Recently, it felt at times almost like a fad: Questioning the legacy of past celebrities, removing statues, renaming institutions.
Often, it seemed like these denounced heroes of the past are held to an impossible standard: Not living up to the changing values of the present.
I questioned the motivation: Was it true concern that we worship the wrong heroes, or just a cheap attempt at “virtue signaling”? I questioned the outcome: Exactly how does renaming a high school or removing a statue from a public park help an Indigenous community get safe drinking water, better jobs, better health care?
But more importantly, I questioned the wisdom of judging the past by the standards of the present. Standards that evolve and (thankfully!) improve, but which, for that very reason, would have been impossible for our past heroes to live up to, as those standards did not yet exist.
Faced with the discovery of the unmarked graves of many hundreds of Canadian children that is reopening the wounds of the despicable residential school system, I was wondering the same thing. Were these schools really the manifestations of evil? Or were they perhaps no different from other residential schools for the poor, for the children of immigrants, for other disadvantaged members of a society that, let’s face it, was quite bigoted by present-day standards?
But now I have my answer. What took place in those schools a century ago was not normal, not acceptable. It was criminal, even by the standards of early-1900s Canada. It’s just that nobody cared.
How do I know? From the accounts of someone who was in a unique position to critique the system: Peter Henderson Bryce, who at one point served as Canada’s Chief Medical Officer at the Department of Immigration.
For many years, Bryce studied the health of Canada’s Indigenous population, specifically the conditions at the residential schools. He was appalled by what he saw as an underfunded system of unsanitary, crowded facilities with shockingly high mortality rates.

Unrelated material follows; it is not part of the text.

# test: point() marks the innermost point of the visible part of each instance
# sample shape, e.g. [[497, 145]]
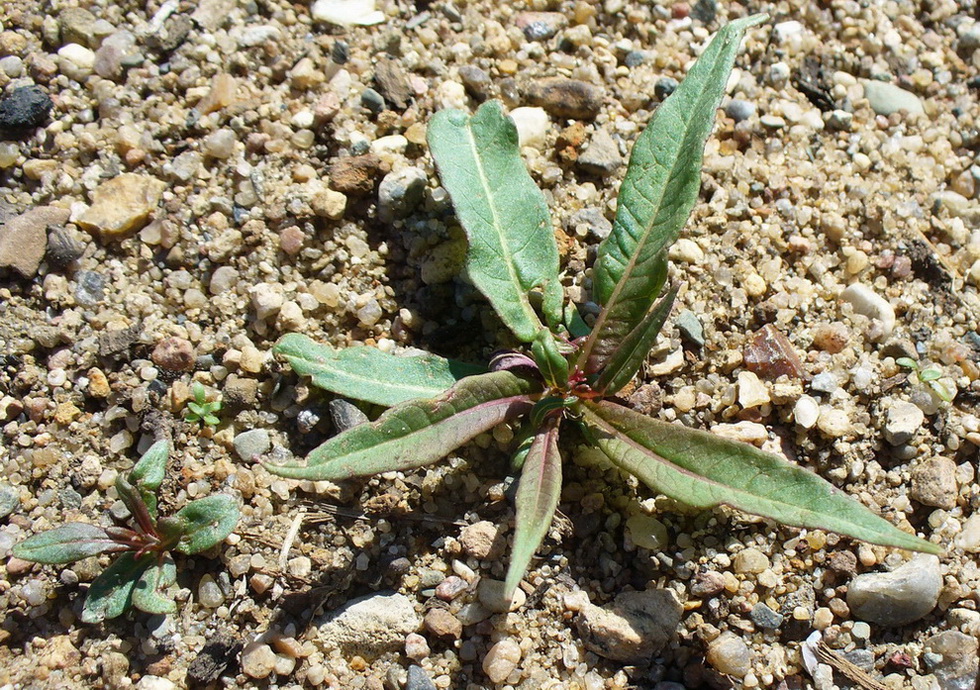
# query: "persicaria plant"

His report was suppressed and he was instead eventually pushed out of the Civil Service. Refusing to be silenced, he published his report himself.
The title says it all:
A National Crime
So there we have it. We are not misapplying our much improved, enlightened standards of 2021 to judge people and institutions that existed a century ago. What they did back then, how they treated the Indigenous population of Canada was A National Crime even by the standards of a contemporary member of the establishment, a dedicated civil servant who was already a teenager when the Dominion of Canada was established in 1867.
Dr. Peter Bryce, M. D., who passed away in 1932 at the age of 78, is buried not far from our home, right here in Ottawa, in the famed Beechwood Cemetery.